Les barreaux gondolent et enflent et semblent sur le point de se désagréger sans pourtant tomber en morceaux. Un cri rageur secoue la prison et les flammes se glissent et dégringolent et s'embrassent à un mètre de mes pieds. Les couleurs se mêlent, s'assemblent, prennent forme, saisissent une apparence. L'apparence d'un petit garçon blond effaré, vêtu d'un short et d'un T-shirt distendu. Je le regarde longtemps sans pouvoir rien dire. Il a l'air trop éclopé pour que quoi que se soit puisse changer quelque chose. C'est dur, de dire ce qu'il faut. Pourtant, quand j'étais à sa place, j'ai détesté les silences parce que c'était encore plus humiliant ; être dans la merde et le lire dans les yeux des autres. Encore plus dur de s'en sortir. Pendant que je pense à ça, le petit garçon change d'expression ; ses poings se sont serrés, ses yeux crispés. Sa mâchoire saille. Un truc bizarre s'élève sur ses épaules comme une cape rouge. Ah, alors, c'est ça ?
Il fait un pas tremblant de fureur vers moi et grandit.
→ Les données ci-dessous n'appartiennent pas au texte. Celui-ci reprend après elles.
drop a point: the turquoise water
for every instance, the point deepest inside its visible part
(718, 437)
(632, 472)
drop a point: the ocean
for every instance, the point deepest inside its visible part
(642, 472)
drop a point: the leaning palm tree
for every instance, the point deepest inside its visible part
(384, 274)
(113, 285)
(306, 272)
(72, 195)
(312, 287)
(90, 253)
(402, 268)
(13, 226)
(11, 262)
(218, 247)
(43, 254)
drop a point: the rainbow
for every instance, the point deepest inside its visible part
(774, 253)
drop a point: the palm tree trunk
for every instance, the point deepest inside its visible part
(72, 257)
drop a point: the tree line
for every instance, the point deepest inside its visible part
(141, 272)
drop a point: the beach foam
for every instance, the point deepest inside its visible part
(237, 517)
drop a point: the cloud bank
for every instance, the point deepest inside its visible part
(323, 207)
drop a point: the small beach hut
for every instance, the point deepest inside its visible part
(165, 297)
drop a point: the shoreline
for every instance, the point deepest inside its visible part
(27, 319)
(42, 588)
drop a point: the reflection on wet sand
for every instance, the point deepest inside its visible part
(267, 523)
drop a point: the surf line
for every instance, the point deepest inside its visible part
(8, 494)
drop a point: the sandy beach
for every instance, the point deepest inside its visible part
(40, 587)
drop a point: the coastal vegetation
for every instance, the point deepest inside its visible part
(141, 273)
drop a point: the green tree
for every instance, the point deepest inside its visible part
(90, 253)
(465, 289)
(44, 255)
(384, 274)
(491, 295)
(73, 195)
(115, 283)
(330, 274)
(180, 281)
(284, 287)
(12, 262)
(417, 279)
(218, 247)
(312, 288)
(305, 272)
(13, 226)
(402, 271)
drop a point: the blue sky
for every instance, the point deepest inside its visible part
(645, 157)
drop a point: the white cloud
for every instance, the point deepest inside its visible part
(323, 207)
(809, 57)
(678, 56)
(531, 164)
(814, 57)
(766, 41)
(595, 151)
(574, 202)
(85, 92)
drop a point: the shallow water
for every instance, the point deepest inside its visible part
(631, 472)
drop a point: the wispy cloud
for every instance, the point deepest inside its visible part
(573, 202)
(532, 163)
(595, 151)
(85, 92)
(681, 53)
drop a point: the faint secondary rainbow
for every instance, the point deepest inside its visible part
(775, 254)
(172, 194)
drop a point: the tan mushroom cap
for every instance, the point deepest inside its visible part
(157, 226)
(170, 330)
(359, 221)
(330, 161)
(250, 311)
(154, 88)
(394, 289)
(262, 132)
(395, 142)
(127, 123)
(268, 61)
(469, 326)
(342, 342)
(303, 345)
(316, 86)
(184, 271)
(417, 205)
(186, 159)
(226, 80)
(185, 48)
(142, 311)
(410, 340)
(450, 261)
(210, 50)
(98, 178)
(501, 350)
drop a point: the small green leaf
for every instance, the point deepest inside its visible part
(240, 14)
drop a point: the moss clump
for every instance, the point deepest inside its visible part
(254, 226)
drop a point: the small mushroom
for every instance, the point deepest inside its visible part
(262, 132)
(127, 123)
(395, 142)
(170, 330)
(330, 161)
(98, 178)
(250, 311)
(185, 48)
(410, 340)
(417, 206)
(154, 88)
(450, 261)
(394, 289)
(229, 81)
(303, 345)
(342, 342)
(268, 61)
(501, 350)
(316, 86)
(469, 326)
Pas tellement, un peu en taille, sa figure s'affirme, ses traits perdent leur naïveté. Il est en colère. Je saisis ses pensées parce que ses pensées, c'étaient les miennes. Parce que ce petit garçon, c'était moi ; pourquoi tout le monde fait attention à moi sans rien dire pourquoi il faut être poli et calme et attendre toujours être patient et tous ces gens qui m'évitent…
Il se jette sur moi comme si quelque chose avait brusquement explosé et on roule sur le sol glacé. Il est encore plus âgé maintenant, presque aussi âgé que moi et l'impression que je m'échappe à moi-même me tenaille. Les coups s'enchaînent sans que je sois en mesure de faire autre chose qu'encaisser. J'essaye gauchement de le retenir mais il est plein de haine, et puis la force de mon démon l'aide à m'atteindre.